There are many honors an artist can receive in his or her lifetime; awards, acclaim, a spot on a museum wall. For some though, it is enough to be honored by one of your peers, especially if that peer happens to be Henri Matisse.
Edgar Yaeger, who now is an acclaimed 20th century master in the modernist style, had humble beginnings as the son of a shoe store owner in his hometown of Detroit. His love of art emerged from lessons from his grandfather, and soon he could find no other calling in life except that as an artist. After high school he earned scholarships that allowed him to attend influential Detroit art schools such as the John P. Wicker School of Fine Arts and Robert Herzberg’s Detroit School of Fine and Applied Arts. Later in his career, he would secure the means to complete a European tour, learning from their schools as well.
One of Yaeger’s earliest big breaks was an invitation to contribute in the prestigious 1930 Carnegie International Exhibition in Pittsburg. He competed as one of 48 artists chosen from more than 1,000 applicants. The jury consisted of such well known contemporary artists as Glyn Philpot, Karl Sterrer, Horatio Walker, and Henri Matisse. Yaeger had contributed the painting “Figure Reclining,” and though he won no prizes, one of his best memories was Matisse liking his painting.

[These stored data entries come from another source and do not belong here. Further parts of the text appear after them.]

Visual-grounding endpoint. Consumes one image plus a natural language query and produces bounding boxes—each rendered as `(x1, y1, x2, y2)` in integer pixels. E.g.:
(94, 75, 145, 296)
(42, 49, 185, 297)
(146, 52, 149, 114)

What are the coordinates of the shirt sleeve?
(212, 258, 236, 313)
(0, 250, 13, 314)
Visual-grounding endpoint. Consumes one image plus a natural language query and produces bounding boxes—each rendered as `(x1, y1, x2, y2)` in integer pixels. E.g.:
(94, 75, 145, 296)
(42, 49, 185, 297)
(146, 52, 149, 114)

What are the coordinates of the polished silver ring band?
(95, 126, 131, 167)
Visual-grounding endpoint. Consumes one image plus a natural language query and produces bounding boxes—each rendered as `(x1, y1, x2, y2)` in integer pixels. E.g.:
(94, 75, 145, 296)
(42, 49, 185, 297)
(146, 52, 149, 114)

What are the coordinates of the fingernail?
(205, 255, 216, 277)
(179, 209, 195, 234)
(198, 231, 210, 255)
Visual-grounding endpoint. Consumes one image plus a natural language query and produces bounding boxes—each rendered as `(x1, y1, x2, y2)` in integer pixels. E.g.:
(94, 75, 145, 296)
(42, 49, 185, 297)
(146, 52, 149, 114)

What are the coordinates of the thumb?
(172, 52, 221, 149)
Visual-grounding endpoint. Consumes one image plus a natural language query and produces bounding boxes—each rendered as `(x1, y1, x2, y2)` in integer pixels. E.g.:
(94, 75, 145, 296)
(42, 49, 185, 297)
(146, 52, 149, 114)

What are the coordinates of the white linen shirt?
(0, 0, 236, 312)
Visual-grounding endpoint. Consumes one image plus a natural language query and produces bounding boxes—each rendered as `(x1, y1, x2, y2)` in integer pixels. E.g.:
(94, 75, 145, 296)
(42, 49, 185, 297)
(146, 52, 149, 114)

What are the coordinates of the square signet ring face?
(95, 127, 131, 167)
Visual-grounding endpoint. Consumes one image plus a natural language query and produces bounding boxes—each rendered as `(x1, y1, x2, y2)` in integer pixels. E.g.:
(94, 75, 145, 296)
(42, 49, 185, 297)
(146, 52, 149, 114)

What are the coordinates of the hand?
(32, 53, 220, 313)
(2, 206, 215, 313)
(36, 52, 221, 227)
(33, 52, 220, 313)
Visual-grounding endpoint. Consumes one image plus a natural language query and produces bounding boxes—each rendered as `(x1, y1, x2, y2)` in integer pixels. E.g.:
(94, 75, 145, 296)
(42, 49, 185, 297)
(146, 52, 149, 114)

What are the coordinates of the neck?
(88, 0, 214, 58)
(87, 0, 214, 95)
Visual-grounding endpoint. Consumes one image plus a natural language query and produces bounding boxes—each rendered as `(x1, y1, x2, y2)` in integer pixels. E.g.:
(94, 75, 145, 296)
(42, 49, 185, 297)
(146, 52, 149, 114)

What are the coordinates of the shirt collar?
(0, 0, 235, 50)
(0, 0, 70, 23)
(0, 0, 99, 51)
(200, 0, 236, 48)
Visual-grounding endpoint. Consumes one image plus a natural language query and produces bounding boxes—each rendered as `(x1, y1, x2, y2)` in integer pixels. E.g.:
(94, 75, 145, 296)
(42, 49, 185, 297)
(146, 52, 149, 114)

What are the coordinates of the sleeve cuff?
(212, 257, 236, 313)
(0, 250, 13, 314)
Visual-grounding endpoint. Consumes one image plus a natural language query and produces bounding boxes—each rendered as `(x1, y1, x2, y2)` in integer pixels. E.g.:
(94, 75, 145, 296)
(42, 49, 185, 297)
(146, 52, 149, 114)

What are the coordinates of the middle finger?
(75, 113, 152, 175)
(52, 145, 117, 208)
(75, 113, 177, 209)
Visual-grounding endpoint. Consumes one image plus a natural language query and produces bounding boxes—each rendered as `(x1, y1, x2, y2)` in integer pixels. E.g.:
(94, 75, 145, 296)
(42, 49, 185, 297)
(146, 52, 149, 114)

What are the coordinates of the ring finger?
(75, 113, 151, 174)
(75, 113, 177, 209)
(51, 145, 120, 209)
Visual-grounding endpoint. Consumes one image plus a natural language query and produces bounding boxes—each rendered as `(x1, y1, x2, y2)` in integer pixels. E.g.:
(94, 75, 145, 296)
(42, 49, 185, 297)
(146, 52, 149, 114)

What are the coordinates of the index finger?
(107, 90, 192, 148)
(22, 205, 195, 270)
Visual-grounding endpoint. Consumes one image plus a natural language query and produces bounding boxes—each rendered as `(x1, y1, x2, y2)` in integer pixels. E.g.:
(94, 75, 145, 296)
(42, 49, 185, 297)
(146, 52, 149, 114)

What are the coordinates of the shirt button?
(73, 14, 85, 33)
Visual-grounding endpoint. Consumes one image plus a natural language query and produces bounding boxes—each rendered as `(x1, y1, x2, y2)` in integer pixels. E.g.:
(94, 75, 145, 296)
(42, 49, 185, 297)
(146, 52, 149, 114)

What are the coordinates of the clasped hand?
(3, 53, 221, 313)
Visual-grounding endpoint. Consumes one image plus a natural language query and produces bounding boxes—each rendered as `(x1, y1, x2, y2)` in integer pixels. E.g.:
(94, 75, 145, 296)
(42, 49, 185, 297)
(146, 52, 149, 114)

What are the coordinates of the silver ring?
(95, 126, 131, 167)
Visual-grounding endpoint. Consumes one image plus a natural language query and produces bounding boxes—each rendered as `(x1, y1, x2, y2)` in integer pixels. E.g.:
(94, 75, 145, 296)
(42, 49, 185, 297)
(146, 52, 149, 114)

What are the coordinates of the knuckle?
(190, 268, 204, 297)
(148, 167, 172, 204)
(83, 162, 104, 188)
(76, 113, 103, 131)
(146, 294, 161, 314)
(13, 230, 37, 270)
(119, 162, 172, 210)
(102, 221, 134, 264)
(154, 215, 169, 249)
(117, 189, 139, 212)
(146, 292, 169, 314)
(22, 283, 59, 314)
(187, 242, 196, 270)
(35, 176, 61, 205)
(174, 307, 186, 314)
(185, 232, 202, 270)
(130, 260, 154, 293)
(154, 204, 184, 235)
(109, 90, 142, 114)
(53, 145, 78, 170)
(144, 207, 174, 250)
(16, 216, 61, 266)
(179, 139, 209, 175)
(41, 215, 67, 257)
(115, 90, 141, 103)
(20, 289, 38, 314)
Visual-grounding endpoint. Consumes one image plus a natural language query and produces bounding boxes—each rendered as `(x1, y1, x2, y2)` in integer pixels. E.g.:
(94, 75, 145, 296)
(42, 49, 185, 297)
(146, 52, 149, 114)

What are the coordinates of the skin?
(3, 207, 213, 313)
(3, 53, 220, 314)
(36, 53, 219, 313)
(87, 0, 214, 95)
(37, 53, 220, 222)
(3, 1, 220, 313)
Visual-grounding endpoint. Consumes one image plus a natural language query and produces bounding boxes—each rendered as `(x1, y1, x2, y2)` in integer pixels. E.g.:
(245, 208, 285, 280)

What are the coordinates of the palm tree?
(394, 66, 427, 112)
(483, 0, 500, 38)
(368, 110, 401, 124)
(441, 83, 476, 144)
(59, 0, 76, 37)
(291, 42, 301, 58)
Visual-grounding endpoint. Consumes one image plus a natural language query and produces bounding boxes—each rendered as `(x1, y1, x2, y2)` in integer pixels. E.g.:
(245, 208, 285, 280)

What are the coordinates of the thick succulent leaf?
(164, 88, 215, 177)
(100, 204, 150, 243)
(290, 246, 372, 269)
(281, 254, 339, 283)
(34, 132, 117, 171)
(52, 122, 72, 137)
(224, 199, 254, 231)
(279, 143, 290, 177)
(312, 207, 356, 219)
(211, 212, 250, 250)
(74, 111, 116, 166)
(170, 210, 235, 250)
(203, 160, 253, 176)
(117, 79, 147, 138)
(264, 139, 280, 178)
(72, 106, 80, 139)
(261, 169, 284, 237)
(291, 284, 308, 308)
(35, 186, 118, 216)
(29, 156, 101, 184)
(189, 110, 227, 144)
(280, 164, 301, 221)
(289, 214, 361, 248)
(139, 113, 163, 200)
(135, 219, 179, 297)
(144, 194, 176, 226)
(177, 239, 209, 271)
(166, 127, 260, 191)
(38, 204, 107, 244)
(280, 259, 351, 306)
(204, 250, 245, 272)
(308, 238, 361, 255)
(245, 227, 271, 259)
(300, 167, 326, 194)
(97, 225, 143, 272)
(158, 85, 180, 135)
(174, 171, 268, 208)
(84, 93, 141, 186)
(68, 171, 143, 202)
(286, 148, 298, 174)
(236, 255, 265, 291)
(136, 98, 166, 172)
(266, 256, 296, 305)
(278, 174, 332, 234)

Yaeger would go on to become a master in his own right, an influential member of the Scarab Club, a frequent contributor to the Detroit Institute of Arts’ Annual Michigan Artists Exhibition, and a Works Progress Administration muralist in his home state.
He never limited himself to one medium, doing work ranging from paintings to mosaics, murals to linocuts. Many of his murals have been destroyed, but examples remain in the Brodhead Naval Armory, University of Michigan West Quad Dormitory, and Grosse Pointe South High School. His mosaics can be found at many local churches including St. Bonaventure Monastery, Grosse Pointe Memorial Church, and the former St. Martin of Tours parish.
Yaeger passed away in 1997 at the age of 93, leaving behind an artistic legacy that still needs its due in the textbooks. Beyond the art work, what remains is his honest and hardworking spirit, a man who cherished praise from a well-known, influential artist without taking into stock that he was one too.